Inspired by this project at Pace, this past April I started developing a workshop performance that explores the September 11th terrorist attacks through the lens of youth who were born in the years following for the 2019 CUNY Graduate Center Ph.D. Theatre Student “Performing Screens/Screening Performance” conference. Entitled 18 Years Later: Voices of Post-9/11 , this is a documentary theatre performance created through testimonies and interviews with young people regarding how and what they have been taught about the 9/11 terrorist attacks, and how the events that day have impacted their lives. The purpose of this performance is to create a conversation around how we pass history, defining events, and memories onto the next generation, and explore how media, specifically social media, “creates memories” and distributes knowledge. The plan is to continue developing the piece and debut it at a theater in New York around the 20th anniversary in 2021.

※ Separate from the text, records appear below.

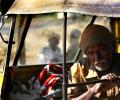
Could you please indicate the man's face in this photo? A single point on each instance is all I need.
(99, 56)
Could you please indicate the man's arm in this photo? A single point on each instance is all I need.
(100, 87)
(85, 96)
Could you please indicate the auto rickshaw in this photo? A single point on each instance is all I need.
(12, 8)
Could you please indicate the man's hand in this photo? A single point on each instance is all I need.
(101, 87)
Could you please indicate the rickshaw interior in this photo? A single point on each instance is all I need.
(29, 32)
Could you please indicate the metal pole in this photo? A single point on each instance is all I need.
(64, 85)
(11, 35)
(24, 33)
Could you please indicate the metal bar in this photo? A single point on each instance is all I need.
(4, 90)
(64, 85)
(10, 41)
(27, 24)
(87, 83)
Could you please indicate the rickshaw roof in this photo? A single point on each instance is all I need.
(109, 8)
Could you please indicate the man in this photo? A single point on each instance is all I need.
(101, 62)
(51, 53)
(74, 45)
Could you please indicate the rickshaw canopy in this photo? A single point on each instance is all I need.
(110, 8)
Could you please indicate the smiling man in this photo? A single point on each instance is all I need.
(101, 62)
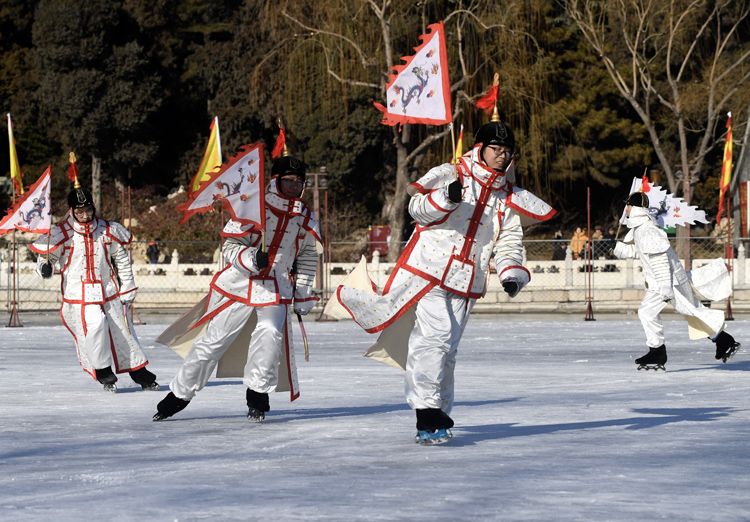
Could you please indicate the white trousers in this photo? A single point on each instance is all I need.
(264, 351)
(686, 304)
(433, 343)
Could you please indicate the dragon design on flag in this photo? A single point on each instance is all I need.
(415, 90)
(231, 188)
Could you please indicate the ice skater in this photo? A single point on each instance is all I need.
(91, 254)
(259, 287)
(466, 213)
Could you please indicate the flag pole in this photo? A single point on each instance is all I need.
(14, 321)
(729, 252)
(589, 265)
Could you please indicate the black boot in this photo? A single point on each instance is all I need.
(725, 346)
(431, 419)
(107, 378)
(257, 405)
(168, 406)
(655, 359)
(145, 378)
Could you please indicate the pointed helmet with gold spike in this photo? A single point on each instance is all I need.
(495, 132)
(287, 164)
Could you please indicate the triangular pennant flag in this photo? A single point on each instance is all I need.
(211, 161)
(645, 185)
(33, 212)
(15, 167)
(239, 186)
(667, 209)
(419, 91)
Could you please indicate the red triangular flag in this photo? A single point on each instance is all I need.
(488, 101)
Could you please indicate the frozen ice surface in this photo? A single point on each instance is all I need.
(553, 422)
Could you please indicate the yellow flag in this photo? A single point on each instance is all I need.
(726, 168)
(211, 158)
(15, 168)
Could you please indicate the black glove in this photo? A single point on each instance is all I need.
(46, 270)
(511, 288)
(261, 259)
(454, 191)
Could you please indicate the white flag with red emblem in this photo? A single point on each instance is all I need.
(33, 212)
(238, 186)
(419, 91)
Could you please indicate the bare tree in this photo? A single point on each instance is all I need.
(680, 64)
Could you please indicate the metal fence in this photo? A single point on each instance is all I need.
(184, 269)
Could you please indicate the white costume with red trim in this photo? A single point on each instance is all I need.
(91, 257)
(666, 279)
(241, 293)
(444, 267)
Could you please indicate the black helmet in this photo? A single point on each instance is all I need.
(80, 197)
(637, 199)
(495, 133)
(289, 165)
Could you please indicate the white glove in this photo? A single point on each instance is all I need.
(304, 307)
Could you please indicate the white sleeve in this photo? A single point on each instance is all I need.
(124, 268)
(306, 266)
(42, 259)
(431, 207)
(659, 264)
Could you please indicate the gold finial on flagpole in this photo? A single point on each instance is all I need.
(280, 123)
(72, 160)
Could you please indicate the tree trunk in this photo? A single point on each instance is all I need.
(96, 181)
(683, 236)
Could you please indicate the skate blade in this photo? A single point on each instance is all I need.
(433, 441)
(256, 418)
(655, 367)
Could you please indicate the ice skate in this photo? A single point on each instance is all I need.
(145, 378)
(168, 406)
(257, 405)
(107, 379)
(726, 346)
(431, 438)
(655, 359)
(433, 426)
(256, 415)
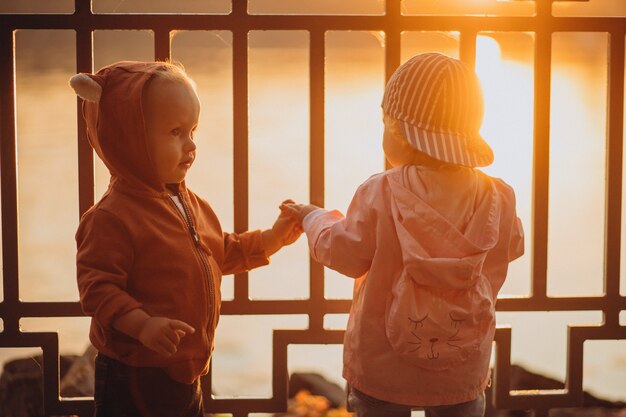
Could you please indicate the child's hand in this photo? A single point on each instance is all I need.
(298, 211)
(163, 335)
(286, 230)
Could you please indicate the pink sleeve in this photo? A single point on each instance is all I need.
(104, 257)
(345, 244)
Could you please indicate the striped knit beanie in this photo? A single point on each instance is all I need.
(439, 104)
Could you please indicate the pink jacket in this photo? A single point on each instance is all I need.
(465, 206)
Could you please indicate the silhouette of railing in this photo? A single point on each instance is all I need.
(84, 22)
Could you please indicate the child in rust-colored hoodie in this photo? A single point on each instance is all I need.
(151, 253)
(429, 242)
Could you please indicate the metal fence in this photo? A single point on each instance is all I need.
(393, 22)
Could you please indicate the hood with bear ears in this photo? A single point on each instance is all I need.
(115, 124)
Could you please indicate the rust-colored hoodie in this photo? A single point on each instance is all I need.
(136, 249)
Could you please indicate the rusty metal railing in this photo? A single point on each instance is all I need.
(84, 22)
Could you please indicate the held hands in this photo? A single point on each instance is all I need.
(162, 334)
(295, 210)
(286, 230)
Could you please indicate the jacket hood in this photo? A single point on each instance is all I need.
(115, 123)
(444, 247)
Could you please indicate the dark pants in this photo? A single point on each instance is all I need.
(367, 406)
(128, 391)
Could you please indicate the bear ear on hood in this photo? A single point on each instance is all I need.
(86, 87)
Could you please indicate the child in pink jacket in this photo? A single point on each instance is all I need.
(429, 243)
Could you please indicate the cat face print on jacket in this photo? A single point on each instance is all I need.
(437, 329)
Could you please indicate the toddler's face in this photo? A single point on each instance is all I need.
(171, 111)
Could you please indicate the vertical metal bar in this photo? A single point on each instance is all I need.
(317, 52)
(393, 43)
(162, 44)
(8, 173)
(541, 162)
(467, 47)
(613, 218)
(240, 135)
(84, 63)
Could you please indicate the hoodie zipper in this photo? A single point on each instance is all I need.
(196, 240)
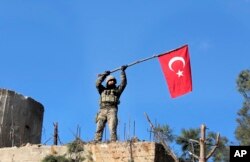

For this workshop, I worked with a cast between the ages of 12 and 18. Their perspectives on 9/11 are particularly interesting because, for the younger ones, it’s only been taught as a history lesson in school. They are grappling with security, technology, domestic terrorism and gun violence in their daily lives and make connections between 9/11 and the legacy of violence in the United States, in particular feeling unsafe at school. In addition, I interviewed a number of people who were kids in NYC public schools on September 11, 2001. Their memories range from being blocks away from the World Trade Center, and part of the forced evacuation, to being in Long Island, and picked up in the middle of the day without understanding why or what happened, and wondering why their parents were crying while watching the television. These interviews were performed by the young actors on stage.
In New York City everyone has a story and a memory from that day. I am interested in seeing a theatre that witnesses these memories and experiences while helping us also understand the impact of the political choices that were made in the aftermath. I am also interested in seeing how cross-disciplinary practice and praxis can help inform this work both in and out of the classroom.